Calvin Coolidge was wrong. The business of America is *not* business. The business of America is Americans. If those Americans own businesses that are loyal and patriotic to America, I’m all for them. But if their loyalties are divided, they are as untrustworthy as are mercenaries in battle, willing to switch sides for whoever offers them the most loot.
The Democrats embrace International Socialism, via the Socialist International, an organization of leftist political parties from around the world.
Chamber of Commerce Republicans embrace Internationalist Capitalism, whose ends are much the same, backing rule by faceless bureaucrats. A Rollerball world of corporate government.
The Whig leaders fell because they could not bring themselves to oppose slavery, loathed by the rank and file of the party, because slavery was business, and business had to be good. So the rank and file left the Whig party and formed the Republicans, as much as not to destroy the institution of slavery.
The Whig leaders wormed back into the good graces of the Republicans, then began again their ascent in the party, to bring back “business first” leadership. And when they did, over and over again, the result was disaster for the party and the nation.
Perhaps this is why RINOs detest conservatives so much. Because they worship a god other than Mammon.
LOL, Those represent what I do to make my career. Most people don't see business as evil. They are how I fed my family, provided shelter and have an enjoyable life. Business also provides most of the things I purchase.
I don't want government selecting who should do well, who should be financially punished, who should be financially rewarded.
Great terminology!!!
I assume you would agree that organized crime should be punished for their crimes.
Yes...
and??
If these traitors were around in the 1940's we'd be speaking German on the east coast and Japanese onthe West coast.

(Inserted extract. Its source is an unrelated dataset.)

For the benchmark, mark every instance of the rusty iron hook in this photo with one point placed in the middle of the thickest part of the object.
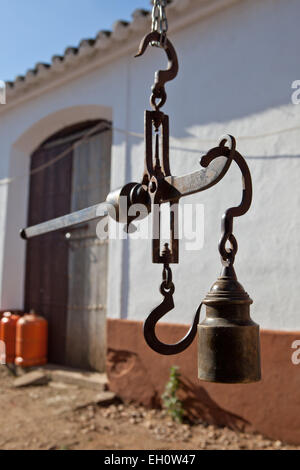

If the mafia had enough influence in government to keep government from prosecuting themselves...
and they had some legitimate “front” businesses”...
if the mafia’s operatives then said “hey, government should leave businesses to do as they please, stop harassing and regulating all businesses”...
the local people would kind of have a problem.
while it would be good to leave legitimate businesses alone, it would be difficult to get corrupted prosecutors to consistently prosecute government wrongdoing or to consistently prosecute the criminals hiding behind front companies.
in essence, the fox would be guarding the henhouse.
I think Singapore is the only country that doesn't have an import tariff on USA made product and agriculture.